I hate to see people who have the opportunity to write from home waste it because they are too busy cleaning their house and running around town for their families. Families are important, don't get me wrong, but you and your career are too. It is possible to find a balance--really! Break this curse, and feel no guilt. Writing is your job, and you aren't going to be successful at this career if you don't schedule the time to work on it.

To read more from Margo L. Dill, check out her blog at
photo by InAweofGod'sCreation


  1. Yes, it was hard to get other family members to realize I am working when I'm home. I had to set up the rule that I'm not taking phone calls between 10 and 4 on Tu and Thurs, and I've structured my errands so that I don't leave the house on those days either.

    I also write in the afternoon on other days, but Tu and Thurs are my non-negotiable times. It was hard when my husband had a 2-month sabbatical, however--I was in a part of my novel where I could not take 2 months off. I had to learn to write with him in the house (a closed door helped tremendously).

  2. I've been home for a couple months now, and it's been hard to write and raise my one-year-old, because he's at an age where he doesn't necessarily want me to play with him, but he absolutely cannot stand to see my on the computer. So it's a battle of working during nap times, after bedtime, and when my husband is home from work.

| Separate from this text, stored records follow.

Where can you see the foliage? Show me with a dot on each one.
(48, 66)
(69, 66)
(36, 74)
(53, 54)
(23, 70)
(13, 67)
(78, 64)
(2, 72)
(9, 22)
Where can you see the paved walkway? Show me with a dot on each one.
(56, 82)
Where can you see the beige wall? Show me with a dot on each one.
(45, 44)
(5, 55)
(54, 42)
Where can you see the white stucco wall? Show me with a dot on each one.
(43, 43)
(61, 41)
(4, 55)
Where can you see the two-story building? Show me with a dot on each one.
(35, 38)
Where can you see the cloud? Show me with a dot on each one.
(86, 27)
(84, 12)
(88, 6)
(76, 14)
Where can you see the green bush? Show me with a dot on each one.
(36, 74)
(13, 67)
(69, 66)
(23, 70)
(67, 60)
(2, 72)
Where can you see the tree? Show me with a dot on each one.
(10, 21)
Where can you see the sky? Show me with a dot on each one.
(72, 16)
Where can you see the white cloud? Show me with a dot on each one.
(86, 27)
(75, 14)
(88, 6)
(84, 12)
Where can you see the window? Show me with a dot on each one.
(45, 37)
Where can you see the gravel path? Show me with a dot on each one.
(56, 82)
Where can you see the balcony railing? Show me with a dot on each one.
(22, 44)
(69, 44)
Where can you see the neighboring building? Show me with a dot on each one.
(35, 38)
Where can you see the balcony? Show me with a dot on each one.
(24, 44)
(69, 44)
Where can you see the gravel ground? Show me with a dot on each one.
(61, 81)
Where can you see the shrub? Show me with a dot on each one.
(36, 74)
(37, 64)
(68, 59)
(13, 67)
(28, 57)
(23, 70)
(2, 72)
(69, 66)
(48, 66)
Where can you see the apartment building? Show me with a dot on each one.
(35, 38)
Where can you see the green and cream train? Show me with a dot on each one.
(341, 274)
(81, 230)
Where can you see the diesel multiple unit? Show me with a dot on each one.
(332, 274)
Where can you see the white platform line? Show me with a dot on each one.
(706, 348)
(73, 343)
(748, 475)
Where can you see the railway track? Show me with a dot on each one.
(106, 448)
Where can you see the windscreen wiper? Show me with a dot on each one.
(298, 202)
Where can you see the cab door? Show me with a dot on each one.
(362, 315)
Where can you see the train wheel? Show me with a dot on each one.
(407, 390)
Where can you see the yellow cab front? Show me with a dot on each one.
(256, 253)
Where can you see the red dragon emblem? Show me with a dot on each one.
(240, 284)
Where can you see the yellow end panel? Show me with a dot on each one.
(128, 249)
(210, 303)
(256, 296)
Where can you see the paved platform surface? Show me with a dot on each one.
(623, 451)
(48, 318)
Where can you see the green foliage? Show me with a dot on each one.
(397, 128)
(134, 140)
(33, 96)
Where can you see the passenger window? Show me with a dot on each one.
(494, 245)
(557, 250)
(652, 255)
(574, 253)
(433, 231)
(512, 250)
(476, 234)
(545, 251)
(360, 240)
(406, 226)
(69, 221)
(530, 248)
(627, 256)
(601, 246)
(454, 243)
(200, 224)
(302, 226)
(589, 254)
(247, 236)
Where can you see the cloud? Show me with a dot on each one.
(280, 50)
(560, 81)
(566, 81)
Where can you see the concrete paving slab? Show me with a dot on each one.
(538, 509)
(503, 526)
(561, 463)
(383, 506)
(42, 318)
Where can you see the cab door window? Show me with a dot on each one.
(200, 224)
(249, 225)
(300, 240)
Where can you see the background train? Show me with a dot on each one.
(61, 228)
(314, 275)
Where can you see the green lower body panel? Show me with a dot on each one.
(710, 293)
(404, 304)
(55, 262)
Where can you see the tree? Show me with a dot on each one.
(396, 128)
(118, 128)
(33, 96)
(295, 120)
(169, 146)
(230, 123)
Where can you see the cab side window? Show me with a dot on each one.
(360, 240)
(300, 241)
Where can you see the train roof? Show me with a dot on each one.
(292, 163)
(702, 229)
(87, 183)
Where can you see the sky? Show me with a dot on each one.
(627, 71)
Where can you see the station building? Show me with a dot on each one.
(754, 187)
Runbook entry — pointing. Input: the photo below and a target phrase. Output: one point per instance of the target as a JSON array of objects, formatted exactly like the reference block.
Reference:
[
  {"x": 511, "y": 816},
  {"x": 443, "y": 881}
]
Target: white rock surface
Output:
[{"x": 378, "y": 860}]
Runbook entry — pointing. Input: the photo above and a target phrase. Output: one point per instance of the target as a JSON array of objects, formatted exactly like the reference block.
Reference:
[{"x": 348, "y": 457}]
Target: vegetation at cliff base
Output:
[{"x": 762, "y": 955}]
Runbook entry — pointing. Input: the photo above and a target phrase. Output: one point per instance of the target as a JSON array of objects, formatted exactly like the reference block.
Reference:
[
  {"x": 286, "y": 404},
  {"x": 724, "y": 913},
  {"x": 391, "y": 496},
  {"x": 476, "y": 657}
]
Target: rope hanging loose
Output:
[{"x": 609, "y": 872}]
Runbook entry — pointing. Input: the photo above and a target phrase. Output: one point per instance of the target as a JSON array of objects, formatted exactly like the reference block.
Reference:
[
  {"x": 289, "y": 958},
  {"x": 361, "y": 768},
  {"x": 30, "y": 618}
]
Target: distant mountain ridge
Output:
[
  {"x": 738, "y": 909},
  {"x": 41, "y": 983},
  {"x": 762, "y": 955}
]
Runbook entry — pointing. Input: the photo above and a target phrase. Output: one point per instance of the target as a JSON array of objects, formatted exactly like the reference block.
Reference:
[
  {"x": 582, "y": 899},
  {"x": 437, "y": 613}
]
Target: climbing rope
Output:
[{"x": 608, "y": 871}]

    It's hard to prioritize, but it's also important to both of us to make this work.

  3. Angelica:
    Great idea about the Tuesday/Thursday schedule and shutting your door! My office door is shut right now as a matter of fact.

    I totally agree a 1-year-old would be much more of a challenge than a 9-year-old, and I too will have the challenge of a baby this winter. I admire your attitude! I know a writer who survived those years, writing 1-3 every day--nap time no matter what. I know others who wait until after bed and write 8 to 12. That would be hard for me as I'm not a night person. I think when you have real little ones, you have to make time for yourself, but you have to be easy on yourself, too.